Dataiku Is for Everyone

Since 2013, Dataiku has specialized in one specific problem that every large enterprise asks when trying to scale their AI efforts: How do you bring experts and non-experts into one place to collaborate on this kind of work?

Dataiku is both end to end (from finding data to data wrangling, applying machine learning and pushing to production, DataOps, MLOps, governance, and everything in between) and cloud agnostic. This makes it easy for users of all levels to quickly go from data exploration and preparation to fully built out AI applications all in one place, without siloing that work to exclusively technical experts.

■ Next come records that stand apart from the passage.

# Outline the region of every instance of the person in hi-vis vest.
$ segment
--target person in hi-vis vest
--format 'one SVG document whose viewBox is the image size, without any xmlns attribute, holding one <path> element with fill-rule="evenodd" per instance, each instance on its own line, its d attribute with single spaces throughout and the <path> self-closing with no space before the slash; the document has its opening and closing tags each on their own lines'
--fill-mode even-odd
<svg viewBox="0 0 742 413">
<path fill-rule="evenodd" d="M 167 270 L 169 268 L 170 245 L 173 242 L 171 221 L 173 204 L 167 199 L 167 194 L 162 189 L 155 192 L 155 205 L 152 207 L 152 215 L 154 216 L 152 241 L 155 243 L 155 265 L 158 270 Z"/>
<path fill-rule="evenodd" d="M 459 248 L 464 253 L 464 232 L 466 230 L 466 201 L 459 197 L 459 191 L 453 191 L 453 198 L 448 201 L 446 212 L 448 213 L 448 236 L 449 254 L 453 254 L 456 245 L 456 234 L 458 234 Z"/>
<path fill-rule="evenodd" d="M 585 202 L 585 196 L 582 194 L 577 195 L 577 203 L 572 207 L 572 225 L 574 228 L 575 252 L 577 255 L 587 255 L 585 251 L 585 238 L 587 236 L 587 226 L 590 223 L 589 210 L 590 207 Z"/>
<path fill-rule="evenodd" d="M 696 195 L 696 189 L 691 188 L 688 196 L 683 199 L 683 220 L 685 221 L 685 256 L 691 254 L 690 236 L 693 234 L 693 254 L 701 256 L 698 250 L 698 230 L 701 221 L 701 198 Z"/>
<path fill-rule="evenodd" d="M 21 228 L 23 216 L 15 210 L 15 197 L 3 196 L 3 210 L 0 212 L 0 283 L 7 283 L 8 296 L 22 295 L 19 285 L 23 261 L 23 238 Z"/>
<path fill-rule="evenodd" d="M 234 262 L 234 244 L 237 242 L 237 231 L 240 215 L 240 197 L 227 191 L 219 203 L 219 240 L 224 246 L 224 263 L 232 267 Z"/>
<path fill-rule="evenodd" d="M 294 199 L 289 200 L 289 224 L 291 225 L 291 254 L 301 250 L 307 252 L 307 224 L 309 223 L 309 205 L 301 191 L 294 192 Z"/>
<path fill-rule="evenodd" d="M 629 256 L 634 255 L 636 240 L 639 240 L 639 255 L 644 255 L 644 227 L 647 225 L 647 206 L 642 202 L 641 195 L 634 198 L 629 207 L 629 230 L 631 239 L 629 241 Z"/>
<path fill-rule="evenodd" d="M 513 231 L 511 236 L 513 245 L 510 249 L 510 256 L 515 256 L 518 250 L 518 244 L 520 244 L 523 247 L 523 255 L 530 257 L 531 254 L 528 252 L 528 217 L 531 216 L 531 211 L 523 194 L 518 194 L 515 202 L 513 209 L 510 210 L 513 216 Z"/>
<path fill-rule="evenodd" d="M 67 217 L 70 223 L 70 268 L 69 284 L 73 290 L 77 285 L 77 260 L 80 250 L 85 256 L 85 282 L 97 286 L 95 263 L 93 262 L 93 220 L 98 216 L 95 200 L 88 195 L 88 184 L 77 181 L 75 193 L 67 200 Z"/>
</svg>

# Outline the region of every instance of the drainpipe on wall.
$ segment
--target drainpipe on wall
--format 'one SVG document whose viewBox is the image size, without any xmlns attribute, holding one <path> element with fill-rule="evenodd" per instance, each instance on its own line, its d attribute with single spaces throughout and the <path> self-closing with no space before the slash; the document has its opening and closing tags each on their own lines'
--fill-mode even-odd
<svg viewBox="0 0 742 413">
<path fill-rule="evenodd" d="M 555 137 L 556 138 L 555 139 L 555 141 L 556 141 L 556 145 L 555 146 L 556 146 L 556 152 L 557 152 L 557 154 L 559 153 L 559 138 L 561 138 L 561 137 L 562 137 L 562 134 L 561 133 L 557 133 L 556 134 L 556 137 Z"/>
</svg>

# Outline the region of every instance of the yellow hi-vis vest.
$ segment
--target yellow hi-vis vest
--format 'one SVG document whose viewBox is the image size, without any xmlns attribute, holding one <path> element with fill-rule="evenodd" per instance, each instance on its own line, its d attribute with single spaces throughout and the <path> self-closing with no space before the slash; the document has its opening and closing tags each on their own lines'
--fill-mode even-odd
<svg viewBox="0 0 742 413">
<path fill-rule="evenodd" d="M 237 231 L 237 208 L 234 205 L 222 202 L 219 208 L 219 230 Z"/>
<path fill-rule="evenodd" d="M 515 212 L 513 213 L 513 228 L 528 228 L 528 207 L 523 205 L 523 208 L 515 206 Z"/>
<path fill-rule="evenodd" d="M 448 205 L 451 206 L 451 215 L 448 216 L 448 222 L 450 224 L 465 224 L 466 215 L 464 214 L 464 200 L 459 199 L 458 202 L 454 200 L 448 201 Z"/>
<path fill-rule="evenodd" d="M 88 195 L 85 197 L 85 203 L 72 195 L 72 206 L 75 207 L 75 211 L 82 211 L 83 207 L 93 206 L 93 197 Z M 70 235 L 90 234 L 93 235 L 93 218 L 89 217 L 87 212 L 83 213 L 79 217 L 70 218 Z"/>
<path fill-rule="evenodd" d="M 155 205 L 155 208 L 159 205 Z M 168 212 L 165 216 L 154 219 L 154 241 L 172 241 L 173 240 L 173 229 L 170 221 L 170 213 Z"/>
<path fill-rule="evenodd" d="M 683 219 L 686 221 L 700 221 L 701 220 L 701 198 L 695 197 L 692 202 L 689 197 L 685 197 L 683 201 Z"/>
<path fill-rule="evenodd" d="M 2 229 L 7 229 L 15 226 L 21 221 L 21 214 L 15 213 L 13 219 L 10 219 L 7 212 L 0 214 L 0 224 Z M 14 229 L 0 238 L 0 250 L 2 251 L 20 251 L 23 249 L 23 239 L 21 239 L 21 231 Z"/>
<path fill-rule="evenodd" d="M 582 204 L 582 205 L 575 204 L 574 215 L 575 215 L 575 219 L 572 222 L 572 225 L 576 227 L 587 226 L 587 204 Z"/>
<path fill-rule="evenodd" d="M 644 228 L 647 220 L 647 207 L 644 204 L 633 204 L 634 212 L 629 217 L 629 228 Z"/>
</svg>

Dataiku for Data Scientists: A Real-Life Example

Dataiku’s end-to-end data science platform deployed wherever, whenever enables organizations of any size to deliver enterprise AI in a highly scalable, powerful, and collaborative environment. But just because it’s for everyone doesn’t mean the experience is suboptimal for data scientists and other technical professionals.

For example, take the team at a large telecommunications company managing a massive and complex IT stack. A team of IT data science experts built deep learning models leveraging their cloud providers’ tools, and they had fantastic results — the models were able to spot emerging service disruptions in ways that humans could not.

The problem in their case was scale. They estimated that given the time it took for them to craft those deep learning models and to get them up and running, it meant that across the 40,000 services that they would ideally instrument and measure, it would take 40 years to get there and do all the work. Instead, they leveraged Dataiku to scale much faster, using it as an orchestration layer to handle (and automate) much of the work that they didn’t need to do themselves.